Он вышел на палубу, я услышал, как он рассказывает матросам, что только он не хотел погружать, а знал «верняком», что все обойдется. Старик хочет подчеркнуть, что он здесь голова и, если бы не он, провозились бы до утра. Что ж, пожалуй, он прав.
Вода медленно освобождает борта судна, темная полоса — ее след — все время увеличивается. В свете прожекторов на участках, вышедших из воды, видны плантации причудливых ракушек. Они еще дышат пористой массой; если ночью их не смыть и не счистить, завтра маляры поломают все щетки у турбинок. Надо будет не забыть дать задание дежурным.
Осталось полчаса простого подъема, у тросов делать нечего, в пульт пришли рабочие палубной команды — поговорить, погреться.
Боцман в грязной робе уселся на пол, заснул в углу на вахтенных журналах Загадский.
— Кемарит, студент лохматый, — сказал мой помощник, — они тут за моей спиной институты позаканчивали, на работе спят, дома учатся. Им что! Разве они за производство душой болеют… У нас вон, почитай, студентов полдока! Все ученые, а что случится — ко мне.
Очень хочется спать, я только сейчас ощутил, как устал.
Все молчали, только мой помощник ворчал, но речь его была привычна, и почти никто не прислушивался.
— Жалуются, денег не хватает, чуть что — одолжи, а кругом земля пустует! Пожалуйста, паши! Нет, он придет домой, жену под ручку — и загорать на озеро. Джинсы с этикеткой, свитер заграничный — конечно, так жить трудно! Вон у меня еще картошки навалом, капусты, огурцов, помидоров, мне что в магазине — хлеб да сахар купить. А такие, как они, и бегают с места на место! Надо честь свою рабочую блюсти, а они ищут, где легче! Хитрованы все!
Спокойствие нарушает голос Питилимова, он говорит по микрофону из шпилевой, противоположной башни дока.
— Борис Андреевич, докладывает Питилимов! Вы меня хорошо слышите? Это я, Питилимов!
— Да, хорошо! Что случилось?
Боцман прыснул, засмеялся Петров, все ждали привычных нелепостей. Прикрыв микрофон ладонью, я спросил у помощника:
— Кто это догадался пустить Питилимова в шпилевую к микрофону?
— Я, когда уходил, закрыл ее и связь отключил, — сказал боцман.
— Борис Андреевич, — продолжал Питилимов, — я бревно отталкиваю, оно попало на кабель и чуть высокую сторону не отключило. Вы слышите меня?
Смех смолк. Не хватает нам остаться без питания.
— Как бы его там током не ударило, — сказал мой помощник. — Пойду посмотрю.
Через несколько минут возвратился Владимир Иванович, проворчал:
— Бревно, бревно… щепку какую-то зацепили. Я там трансляцию совсем вырубил.
Не знаю, что и делать с этим Питилимовым.

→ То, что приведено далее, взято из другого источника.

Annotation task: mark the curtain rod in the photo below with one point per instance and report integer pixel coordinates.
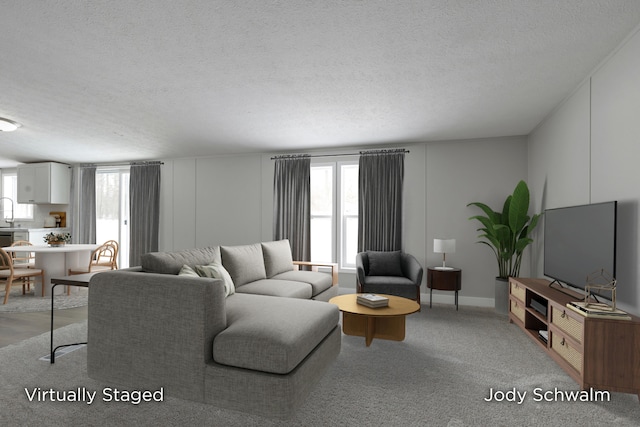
(93, 165)
(295, 156)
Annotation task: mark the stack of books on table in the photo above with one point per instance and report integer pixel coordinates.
(600, 311)
(372, 300)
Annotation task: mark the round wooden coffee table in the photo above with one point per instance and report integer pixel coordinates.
(386, 323)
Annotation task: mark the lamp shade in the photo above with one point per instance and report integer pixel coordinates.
(444, 246)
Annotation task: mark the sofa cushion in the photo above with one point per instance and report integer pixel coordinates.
(187, 271)
(172, 262)
(385, 263)
(319, 282)
(282, 331)
(277, 257)
(244, 263)
(217, 271)
(278, 288)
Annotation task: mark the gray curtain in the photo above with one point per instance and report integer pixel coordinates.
(83, 204)
(292, 204)
(144, 204)
(380, 180)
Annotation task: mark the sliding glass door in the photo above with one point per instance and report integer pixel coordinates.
(112, 209)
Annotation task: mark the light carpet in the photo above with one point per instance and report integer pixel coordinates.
(29, 302)
(439, 376)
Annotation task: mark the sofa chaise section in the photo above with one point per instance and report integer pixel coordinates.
(253, 353)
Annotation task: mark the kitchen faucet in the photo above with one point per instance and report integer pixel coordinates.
(10, 221)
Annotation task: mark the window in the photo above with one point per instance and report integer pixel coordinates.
(10, 190)
(334, 213)
(112, 209)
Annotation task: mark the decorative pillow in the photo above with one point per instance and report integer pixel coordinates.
(385, 263)
(277, 257)
(217, 271)
(172, 262)
(244, 263)
(187, 271)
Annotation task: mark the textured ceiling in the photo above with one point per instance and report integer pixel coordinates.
(117, 80)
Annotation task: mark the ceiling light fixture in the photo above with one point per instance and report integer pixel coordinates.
(7, 125)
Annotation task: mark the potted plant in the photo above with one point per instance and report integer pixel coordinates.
(507, 233)
(57, 239)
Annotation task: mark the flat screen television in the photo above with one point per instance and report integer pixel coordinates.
(580, 240)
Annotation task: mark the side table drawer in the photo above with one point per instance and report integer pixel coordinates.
(561, 346)
(517, 308)
(517, 290)
(567, 323)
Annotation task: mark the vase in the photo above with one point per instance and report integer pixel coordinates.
(502, 296)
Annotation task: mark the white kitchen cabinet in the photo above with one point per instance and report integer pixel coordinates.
(44, 183)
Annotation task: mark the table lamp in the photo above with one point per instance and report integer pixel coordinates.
(444, 246)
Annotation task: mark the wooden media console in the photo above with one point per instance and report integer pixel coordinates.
(598, 353)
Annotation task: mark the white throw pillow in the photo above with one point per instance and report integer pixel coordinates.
(217, 271)
(187, 271)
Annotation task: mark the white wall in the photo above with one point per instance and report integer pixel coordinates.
(588, 151)
(458, 173)
(228, 200)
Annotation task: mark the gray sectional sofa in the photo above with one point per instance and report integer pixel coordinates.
(258, 344)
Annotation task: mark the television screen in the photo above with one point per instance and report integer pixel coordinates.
(578, 241)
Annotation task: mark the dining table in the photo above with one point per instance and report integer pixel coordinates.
(56, 261)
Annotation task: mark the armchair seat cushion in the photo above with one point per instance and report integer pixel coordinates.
(392, 273)
(319, 282)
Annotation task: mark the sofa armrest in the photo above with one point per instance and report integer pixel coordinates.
(314, 267)
(148, 330)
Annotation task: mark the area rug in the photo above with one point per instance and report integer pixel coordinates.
(441, 375)
(29, 302)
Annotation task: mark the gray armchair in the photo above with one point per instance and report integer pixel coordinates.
(392, 273)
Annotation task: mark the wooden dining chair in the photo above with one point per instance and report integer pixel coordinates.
(102, 258)
(9, 273)
(115, 246)
(24, 259)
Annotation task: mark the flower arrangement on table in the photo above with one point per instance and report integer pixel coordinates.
(57, 239)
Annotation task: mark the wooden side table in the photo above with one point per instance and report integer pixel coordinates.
(444, 280)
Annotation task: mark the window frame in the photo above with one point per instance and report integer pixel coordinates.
(338, 218)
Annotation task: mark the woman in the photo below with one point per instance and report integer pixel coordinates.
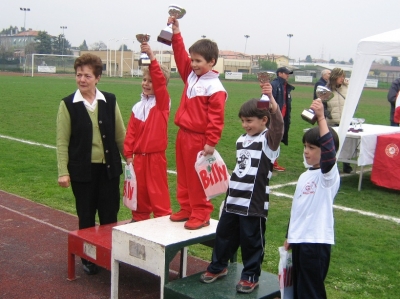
(90, 136)
(335, 105)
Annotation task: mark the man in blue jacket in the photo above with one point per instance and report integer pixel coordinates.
(281, 91)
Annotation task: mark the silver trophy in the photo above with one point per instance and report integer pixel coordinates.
(144, 60)
(324, 94)
(165, 36)
(264, 77)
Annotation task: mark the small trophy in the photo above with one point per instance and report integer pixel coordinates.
(144, 60)
(264, 77)
(165, 36)
(325, 95)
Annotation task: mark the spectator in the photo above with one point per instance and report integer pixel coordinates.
(392, 96)
(281, 91)
(90, 138)
(338, 85)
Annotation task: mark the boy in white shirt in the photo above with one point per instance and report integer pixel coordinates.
(311, 227)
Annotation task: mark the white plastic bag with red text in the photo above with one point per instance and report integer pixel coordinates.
(213, 174)
(285, 273)
(130, 191)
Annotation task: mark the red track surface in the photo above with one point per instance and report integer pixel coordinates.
(33, 258)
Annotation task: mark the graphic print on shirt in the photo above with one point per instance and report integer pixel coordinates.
(244, 163)
(309, 188)
(200, 90)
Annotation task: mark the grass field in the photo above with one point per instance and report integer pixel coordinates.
(365, 260)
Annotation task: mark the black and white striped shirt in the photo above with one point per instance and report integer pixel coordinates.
(248, 192)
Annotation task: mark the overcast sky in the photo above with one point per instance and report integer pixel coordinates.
(322, 29)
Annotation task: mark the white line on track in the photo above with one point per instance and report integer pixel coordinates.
(279, 194)
(35, 219)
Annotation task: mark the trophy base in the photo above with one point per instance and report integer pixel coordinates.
(263, 105)
(309, 116)
(144, 61)
(165, 37)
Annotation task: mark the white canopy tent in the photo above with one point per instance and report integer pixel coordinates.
(384, 44)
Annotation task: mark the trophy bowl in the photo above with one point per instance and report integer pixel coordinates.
(324, 94)
(165, 36)
(144, 60)
(264, 77)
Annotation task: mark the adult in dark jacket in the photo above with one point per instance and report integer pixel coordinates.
(392, 95)
(90, 137)
(281, 91)
(325, 74)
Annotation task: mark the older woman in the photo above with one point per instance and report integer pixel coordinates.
(90, 136)
(338, 86)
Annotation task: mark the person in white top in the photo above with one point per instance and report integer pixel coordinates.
(311, 226)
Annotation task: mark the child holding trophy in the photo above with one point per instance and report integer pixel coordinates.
(243, 219)
(146, 141)
(200, 118)
(311, 226)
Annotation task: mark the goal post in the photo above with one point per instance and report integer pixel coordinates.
(49, 64)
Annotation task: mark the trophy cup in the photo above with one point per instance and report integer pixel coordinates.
(325, 95)
(264, 77)
(144, 60)
(165, 36)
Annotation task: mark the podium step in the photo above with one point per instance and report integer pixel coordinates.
(191, 287)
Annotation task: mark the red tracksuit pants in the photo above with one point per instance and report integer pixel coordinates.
(190, 192)
(152, 186)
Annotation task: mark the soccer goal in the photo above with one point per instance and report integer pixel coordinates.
(37, 64)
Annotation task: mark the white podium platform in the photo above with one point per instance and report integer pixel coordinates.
(152, 244)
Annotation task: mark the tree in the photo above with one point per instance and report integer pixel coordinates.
(43, 43)
(395, 61)
(98, 46)
(83, 46)
(268, 65)
(10, 30)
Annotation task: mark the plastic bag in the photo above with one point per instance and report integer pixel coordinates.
(285, 273)
(213, 174)
(130, 188)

Низенький, с лысой бугристой головой электрик — бесподобный выдумщик и враль. Его место в пульте, но здесь он всем мешает, над ним смеются, подковыривают, но он не замечает. Чтобы оградить его от насмешек, я при доковании посылаю на противоположный борт дежурить у щита, но он не выдерживает одиночества, добирается до микрофона и начинает сообщать все, что видит. Это вызывает бурные взрывы хохота, а так как трансляция хорошо слышна на берегу, то у дока собирается целая толпа.
Я вышел на палубу. С «Загорска» начали отдавать тросы, они уже лишние. Своим весом, двумя тысячами тонн, «Загорск» нажал на клетки и как бы присосался к ним.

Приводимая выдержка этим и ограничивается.